Amy Schumer é uma comediante que representa um estilo de vida. Acompanhada por uma boa dose de palavrões, ela fala de sexualidade, sexo e sexo casual com frequência, brinca com as expectativas sobre a aparência feminina e a desigualdade de gêneros e ri das pessoas com ‘vidas sem graça’. Assim, sua primeira incursão como roteirista e protagonista de um longa-metragem para o cinema gerou muitas expectativas.

Trainwreck tem uma premissa básica que faz muito sentido com o senso de humor de Schumer. Logo no começo do longa-metragem vemos duas meninas ouvindo a versão de seu pai (Colin Quinn) a respeito do divórcio. Por meio de uma alegoria – querer brincar com várias bonecas –, ele explica a ambas que a monogamia é um conceito impossível de ser seguido. Elas, inclusive, chegam a repetir: “a monogamia não é realística”.
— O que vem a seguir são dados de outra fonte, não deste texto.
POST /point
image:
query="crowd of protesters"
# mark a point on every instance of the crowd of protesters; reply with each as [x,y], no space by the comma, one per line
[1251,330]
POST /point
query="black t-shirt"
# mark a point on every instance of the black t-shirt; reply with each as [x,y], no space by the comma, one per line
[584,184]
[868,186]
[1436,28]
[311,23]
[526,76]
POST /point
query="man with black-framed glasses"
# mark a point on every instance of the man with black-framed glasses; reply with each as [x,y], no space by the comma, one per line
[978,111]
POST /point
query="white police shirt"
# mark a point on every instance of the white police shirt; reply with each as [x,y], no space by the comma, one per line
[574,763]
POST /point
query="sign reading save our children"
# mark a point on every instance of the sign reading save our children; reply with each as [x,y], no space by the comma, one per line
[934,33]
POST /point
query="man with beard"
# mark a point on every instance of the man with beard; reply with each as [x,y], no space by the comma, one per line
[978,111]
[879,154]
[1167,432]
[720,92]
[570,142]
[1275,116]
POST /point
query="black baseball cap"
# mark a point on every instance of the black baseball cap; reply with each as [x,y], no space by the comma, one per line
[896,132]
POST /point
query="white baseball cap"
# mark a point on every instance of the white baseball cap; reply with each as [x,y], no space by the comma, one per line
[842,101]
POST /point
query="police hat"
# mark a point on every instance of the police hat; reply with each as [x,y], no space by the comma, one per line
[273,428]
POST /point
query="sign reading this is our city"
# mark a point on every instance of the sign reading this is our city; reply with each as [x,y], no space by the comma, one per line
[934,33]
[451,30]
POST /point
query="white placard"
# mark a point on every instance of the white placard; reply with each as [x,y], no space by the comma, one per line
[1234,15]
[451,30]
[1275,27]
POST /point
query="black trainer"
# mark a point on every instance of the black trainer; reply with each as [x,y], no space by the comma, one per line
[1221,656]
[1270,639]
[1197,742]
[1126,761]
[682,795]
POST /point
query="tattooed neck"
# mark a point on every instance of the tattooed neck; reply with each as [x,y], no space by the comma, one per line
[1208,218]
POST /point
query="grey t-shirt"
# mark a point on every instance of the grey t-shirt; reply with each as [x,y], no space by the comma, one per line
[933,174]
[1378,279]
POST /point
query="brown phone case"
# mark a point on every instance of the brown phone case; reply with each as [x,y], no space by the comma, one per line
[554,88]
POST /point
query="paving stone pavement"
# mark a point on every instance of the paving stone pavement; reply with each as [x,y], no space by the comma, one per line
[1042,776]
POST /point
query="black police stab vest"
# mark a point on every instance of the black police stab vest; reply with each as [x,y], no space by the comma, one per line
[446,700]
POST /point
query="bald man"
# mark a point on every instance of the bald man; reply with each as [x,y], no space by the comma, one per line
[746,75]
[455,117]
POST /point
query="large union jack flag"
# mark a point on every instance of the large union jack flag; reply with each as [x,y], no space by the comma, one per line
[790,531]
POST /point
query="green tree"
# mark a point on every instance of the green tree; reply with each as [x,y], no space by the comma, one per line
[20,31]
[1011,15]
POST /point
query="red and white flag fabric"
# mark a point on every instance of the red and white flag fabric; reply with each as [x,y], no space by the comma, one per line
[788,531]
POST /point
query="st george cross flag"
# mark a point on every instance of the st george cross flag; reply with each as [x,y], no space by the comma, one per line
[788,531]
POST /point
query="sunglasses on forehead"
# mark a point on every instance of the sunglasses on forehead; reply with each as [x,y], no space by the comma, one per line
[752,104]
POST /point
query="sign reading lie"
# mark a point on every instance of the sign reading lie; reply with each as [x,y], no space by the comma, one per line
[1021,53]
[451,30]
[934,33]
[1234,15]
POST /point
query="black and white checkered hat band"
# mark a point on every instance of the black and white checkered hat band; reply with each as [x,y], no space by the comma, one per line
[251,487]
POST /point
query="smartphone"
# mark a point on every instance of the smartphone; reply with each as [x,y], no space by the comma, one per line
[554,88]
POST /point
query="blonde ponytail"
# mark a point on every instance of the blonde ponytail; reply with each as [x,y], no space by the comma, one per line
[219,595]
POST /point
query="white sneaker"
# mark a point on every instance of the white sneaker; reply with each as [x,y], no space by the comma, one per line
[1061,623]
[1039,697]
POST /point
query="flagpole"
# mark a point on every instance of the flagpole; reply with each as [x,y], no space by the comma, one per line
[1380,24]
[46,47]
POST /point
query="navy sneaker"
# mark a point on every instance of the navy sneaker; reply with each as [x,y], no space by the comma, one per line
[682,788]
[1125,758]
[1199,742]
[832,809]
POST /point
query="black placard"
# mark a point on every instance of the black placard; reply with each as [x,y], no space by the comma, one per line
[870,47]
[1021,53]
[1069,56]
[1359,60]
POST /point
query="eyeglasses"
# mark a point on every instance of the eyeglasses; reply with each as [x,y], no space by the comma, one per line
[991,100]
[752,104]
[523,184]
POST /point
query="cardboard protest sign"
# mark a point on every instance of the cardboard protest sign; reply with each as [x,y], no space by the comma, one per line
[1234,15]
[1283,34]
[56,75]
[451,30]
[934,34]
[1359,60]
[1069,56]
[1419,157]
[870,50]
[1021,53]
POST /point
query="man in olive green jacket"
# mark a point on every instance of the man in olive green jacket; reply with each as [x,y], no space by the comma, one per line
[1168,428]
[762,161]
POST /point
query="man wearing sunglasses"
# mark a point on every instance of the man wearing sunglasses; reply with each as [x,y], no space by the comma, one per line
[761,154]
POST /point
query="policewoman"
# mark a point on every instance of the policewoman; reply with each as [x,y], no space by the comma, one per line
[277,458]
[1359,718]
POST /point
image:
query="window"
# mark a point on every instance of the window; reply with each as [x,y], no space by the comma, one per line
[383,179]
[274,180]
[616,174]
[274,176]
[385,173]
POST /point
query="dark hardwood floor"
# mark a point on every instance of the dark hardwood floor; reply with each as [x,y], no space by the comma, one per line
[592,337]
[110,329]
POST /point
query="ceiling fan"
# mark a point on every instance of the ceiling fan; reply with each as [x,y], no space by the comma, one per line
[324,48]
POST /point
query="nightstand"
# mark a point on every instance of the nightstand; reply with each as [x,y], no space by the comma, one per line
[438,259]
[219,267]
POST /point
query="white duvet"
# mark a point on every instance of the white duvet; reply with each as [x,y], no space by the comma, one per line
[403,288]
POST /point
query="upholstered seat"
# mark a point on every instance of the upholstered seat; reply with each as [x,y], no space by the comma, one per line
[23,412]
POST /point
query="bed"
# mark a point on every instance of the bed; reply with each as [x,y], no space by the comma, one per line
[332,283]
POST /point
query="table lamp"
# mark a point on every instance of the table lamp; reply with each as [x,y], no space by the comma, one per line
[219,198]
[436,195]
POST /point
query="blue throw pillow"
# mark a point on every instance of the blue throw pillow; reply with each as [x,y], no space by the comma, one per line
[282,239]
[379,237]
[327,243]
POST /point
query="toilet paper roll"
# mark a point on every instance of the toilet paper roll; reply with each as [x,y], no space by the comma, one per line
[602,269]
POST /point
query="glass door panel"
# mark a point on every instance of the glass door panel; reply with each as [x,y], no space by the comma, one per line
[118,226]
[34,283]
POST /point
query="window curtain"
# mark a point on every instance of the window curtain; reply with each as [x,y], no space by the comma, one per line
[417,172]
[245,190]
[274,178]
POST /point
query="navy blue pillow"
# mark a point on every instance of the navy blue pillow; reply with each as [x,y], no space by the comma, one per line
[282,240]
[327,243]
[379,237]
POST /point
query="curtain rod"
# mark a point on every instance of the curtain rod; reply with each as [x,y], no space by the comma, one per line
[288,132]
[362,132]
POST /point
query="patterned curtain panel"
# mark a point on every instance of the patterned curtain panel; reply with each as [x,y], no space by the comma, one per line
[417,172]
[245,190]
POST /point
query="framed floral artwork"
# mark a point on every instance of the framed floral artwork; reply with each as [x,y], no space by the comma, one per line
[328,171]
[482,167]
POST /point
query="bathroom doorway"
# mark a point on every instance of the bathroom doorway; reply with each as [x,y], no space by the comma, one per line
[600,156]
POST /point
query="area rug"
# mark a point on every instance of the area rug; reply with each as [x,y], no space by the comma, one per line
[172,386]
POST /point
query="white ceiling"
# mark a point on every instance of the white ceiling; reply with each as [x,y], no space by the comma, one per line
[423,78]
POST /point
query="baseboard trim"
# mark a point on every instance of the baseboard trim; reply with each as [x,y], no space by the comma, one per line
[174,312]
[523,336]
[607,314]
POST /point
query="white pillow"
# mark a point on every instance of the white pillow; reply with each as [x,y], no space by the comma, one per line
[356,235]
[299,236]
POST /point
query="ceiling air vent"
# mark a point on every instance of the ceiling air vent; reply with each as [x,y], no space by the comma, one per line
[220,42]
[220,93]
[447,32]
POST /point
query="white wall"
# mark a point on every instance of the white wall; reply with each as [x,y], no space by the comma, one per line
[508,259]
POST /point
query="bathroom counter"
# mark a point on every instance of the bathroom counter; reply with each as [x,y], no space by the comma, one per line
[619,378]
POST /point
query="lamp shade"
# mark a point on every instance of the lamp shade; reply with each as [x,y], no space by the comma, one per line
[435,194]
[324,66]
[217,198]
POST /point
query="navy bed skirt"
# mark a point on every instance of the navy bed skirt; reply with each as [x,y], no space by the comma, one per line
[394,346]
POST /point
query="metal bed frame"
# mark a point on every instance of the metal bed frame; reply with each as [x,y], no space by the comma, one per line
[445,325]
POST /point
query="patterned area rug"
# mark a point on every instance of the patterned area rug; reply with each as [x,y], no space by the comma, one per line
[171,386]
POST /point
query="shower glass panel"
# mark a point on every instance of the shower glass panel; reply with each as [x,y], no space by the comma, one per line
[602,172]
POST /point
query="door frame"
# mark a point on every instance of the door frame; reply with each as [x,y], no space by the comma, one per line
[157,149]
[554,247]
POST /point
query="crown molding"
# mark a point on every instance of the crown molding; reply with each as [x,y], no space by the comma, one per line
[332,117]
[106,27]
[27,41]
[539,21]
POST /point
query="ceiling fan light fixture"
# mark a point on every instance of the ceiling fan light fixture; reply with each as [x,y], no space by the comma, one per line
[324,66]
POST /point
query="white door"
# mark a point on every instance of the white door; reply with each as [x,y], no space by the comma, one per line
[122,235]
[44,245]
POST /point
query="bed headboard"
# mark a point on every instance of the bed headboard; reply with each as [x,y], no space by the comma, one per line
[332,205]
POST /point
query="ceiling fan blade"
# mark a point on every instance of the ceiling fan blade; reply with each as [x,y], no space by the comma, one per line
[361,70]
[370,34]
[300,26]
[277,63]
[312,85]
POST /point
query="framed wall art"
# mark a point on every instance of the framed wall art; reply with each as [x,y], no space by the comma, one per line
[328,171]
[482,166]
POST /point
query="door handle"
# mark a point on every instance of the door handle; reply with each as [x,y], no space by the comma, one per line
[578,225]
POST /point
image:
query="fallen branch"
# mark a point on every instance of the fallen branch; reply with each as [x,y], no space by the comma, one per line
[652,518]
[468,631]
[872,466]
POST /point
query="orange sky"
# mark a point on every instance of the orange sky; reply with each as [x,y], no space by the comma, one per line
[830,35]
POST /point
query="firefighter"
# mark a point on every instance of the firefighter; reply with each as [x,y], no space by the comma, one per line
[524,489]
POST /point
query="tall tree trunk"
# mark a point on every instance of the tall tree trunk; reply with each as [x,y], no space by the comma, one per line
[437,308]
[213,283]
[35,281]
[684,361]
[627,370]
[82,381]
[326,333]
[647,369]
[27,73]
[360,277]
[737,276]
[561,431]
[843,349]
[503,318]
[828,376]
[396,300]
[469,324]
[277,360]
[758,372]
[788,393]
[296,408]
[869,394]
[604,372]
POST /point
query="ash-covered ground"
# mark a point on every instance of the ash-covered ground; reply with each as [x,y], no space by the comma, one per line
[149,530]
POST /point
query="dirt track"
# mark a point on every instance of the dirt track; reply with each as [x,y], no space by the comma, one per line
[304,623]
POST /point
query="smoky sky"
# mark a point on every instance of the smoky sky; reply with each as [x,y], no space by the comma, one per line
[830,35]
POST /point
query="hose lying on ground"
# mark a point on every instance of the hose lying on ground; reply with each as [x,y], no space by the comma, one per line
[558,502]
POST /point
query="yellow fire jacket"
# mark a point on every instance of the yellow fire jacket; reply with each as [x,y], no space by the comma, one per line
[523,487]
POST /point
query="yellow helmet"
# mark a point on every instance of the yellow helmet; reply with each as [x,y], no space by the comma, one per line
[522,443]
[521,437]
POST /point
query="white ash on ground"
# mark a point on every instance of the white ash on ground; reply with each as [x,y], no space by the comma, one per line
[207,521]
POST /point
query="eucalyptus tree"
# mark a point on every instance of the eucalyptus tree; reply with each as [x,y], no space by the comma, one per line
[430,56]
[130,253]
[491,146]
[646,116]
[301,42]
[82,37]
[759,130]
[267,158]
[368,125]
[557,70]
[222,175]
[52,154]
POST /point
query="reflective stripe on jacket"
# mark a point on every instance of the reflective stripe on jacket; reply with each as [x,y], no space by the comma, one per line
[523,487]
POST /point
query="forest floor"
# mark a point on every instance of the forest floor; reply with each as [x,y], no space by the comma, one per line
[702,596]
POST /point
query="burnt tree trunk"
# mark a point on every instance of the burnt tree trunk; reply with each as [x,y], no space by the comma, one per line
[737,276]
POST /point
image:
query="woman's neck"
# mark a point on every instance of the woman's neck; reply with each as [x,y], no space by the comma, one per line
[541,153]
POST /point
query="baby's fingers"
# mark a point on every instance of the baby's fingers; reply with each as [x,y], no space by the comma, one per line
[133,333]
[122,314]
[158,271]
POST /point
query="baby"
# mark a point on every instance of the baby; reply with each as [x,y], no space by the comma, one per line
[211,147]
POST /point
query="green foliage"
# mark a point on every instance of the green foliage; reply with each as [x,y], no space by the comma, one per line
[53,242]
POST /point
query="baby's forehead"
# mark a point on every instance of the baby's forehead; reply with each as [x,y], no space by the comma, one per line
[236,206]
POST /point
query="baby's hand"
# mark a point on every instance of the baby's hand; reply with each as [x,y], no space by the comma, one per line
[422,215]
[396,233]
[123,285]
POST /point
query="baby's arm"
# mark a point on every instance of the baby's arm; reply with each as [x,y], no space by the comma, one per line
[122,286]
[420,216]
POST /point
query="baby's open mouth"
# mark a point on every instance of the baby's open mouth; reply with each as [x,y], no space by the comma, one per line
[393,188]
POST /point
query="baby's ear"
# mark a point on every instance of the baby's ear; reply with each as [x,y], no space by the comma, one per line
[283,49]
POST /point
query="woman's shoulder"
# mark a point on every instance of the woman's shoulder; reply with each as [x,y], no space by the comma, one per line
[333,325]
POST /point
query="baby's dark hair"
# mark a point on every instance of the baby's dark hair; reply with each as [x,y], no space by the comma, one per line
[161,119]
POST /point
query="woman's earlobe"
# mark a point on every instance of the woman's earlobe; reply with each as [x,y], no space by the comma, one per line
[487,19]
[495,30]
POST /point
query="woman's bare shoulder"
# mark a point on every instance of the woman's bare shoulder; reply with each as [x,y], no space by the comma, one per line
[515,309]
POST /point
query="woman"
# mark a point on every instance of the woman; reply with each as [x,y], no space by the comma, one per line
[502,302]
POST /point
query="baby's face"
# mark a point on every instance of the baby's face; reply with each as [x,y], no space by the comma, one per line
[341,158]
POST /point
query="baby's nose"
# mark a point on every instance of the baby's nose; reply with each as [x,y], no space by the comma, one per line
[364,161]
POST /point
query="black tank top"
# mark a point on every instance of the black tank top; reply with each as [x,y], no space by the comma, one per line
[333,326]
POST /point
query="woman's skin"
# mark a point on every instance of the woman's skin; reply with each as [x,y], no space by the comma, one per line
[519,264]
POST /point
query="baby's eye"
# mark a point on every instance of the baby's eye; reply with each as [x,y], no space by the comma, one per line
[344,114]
Muitos anos depois, as irmãs tomaram dois caminhos bem diferentes. Kim (Brie Larson) está casada, grávida e trata seu enteado como filho. Já Amy tem um namorado (John Cena), mas eles não são exclusivos, ao menos de acordo com ela. Ela gosta de sair para beber e conhecer novas pessoas, mas se recusa a passar a noite toda com alguém, pois tem medo que isso afete sua liberdade.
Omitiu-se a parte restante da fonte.